If I was forced to bury my child, my sibling, my parent or the love of my life decades before it was supposed to happen, I can’t help but wonder how I would feel knowing that their sacrifice and mine were in vain. Would I feel everything or would I feel nothing? Would I feel rage or would I be numb?
This war is older than both of my siblings. It’s been a part of our reality for as long as I can remember. It started when I was still losing baby teeth, and is ending while I’m getting ready to move to my fifth apartment. But unlike so many Americans and so many Afghans, I’ve been able to live most of my life in ignorance of this war.
Growing up, I was worried about boys, passing calculus and petty dramas at school. Realizing my best friends were talking about me behind my back, the football player I lost my virginity to didn’t love me, and that I didn’t get into any of my dream schools were some of the greater disappointments of my adolescence. I wasn’t worried about whether one of the most important people in my life would live or die.
As I’ve become politically conscious, I’ve developed a strong admiration for the men and women that choose to put themselves in harm’s way and serve our country. I believe we need a hefty defense budget, but the things that we send Americans to die for don’t make sense to me, and never really have.
I’m no foreign policy expert, and I won’t pretend to be. But for as long as I’ve been politically active, I’ve been somewhat of an isolationist. I’ve had spirited debates with people much older than me and much more credentialed than me, but no one has been able to make a compelling case to me for why we should be sacrificing American lives or spending money we don’t have on foreign conflicts a world away.
We’ve wasted thousands of lives and trillions of dollars for something that was undone in a weekend.

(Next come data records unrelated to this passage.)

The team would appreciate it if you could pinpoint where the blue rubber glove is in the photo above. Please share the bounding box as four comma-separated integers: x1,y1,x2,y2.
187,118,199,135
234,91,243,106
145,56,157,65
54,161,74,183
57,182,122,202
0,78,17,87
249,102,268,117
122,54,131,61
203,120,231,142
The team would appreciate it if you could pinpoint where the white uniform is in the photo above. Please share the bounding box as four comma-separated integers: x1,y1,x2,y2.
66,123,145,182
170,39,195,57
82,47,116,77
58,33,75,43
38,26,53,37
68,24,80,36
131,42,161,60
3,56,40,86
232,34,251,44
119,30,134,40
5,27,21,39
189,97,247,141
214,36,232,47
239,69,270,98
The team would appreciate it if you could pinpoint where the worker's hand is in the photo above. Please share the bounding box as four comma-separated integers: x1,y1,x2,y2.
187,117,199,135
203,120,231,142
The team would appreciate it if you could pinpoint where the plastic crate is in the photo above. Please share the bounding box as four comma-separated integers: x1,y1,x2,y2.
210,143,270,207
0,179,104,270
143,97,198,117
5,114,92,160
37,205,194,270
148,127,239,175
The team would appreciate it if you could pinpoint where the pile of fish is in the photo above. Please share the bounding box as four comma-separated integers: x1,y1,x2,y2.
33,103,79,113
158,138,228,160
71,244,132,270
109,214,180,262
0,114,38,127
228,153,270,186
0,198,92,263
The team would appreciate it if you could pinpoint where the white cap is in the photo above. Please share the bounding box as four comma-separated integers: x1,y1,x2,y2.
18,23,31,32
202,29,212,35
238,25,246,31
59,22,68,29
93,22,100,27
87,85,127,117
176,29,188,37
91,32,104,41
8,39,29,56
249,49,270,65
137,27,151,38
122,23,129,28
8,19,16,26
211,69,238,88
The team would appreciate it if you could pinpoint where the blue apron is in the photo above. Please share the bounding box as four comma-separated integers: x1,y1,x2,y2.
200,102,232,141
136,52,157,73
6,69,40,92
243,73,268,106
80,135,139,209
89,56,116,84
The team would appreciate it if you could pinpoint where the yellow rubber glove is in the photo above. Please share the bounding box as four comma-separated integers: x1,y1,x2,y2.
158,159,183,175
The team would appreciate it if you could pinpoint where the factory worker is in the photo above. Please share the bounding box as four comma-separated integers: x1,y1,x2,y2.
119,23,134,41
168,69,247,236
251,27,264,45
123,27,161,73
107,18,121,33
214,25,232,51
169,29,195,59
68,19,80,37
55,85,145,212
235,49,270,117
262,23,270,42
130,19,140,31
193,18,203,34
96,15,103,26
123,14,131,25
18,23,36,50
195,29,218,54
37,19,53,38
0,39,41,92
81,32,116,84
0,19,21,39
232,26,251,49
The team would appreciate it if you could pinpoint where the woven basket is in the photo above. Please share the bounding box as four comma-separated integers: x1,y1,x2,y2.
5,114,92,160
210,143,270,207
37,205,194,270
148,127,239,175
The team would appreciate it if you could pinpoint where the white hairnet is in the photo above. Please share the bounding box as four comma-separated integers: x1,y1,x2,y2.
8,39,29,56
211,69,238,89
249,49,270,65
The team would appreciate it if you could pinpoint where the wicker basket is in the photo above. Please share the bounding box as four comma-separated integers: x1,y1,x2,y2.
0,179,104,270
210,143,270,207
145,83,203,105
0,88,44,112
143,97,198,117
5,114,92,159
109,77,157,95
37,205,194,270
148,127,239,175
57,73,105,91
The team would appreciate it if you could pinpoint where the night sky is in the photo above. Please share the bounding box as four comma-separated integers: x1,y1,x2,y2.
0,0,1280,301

When this all started, you’d be hard pressed to find an American — and especially a Republican — that opposed the war. And all things considered, I don’t blame them. But what I don’t understand is how long we allowed it to go on. And I don’t understand how we allowed it to end like this.
Well, I guess that’s not true. Our “president” is in obvious mental decline and has been for years now, and the past 7 months have shown anyone paying attention an incompetence so obvious you’d think it was sabotage. No failure or fumble should come as a surprise at this point, but somehow, I didn’t quite see this coming.
I remember January 6th like it was yesterday. I was working from home at my apartment in Rosslyn. I can see 66 from my window, and saw police and military vehicles zooming into D.C. one after the other. For some unarmed boomers kicking trash cans over, they brought in the National Guard and put up fencing around the Capitol for months on end. It looked like an actual warzone. But for 20 long years on the ground in Afghanistan, they packed up and peaced out with less tactical strategy than my 15 year old brother uses to play Call of Duty.
My heart weeps.
It weeps for the people of Afghanistan that reject Islamic fundamentalism and yearned for some semblance of civility. It weeps for the women and girls that will be violated and brutalized every day for the rest of their lives. It weeps for the Christians that face an almost certain death. It weeps for the Afghans courageous enough to work with our military, abandoned when they needed us most.
And most of all, it weeps for the American children that buried parents, for the parents that buried children, for the wives that buried husbands and for the husbands that buried wives. It weeps for the funerals that happened too early and for the celebrations so many never got to see. It weeps for every daughter forced to walk down the aisle without a father, for every empty seat at Christmas, for every birthday that became a day of mourning. American families lost everything for nothing.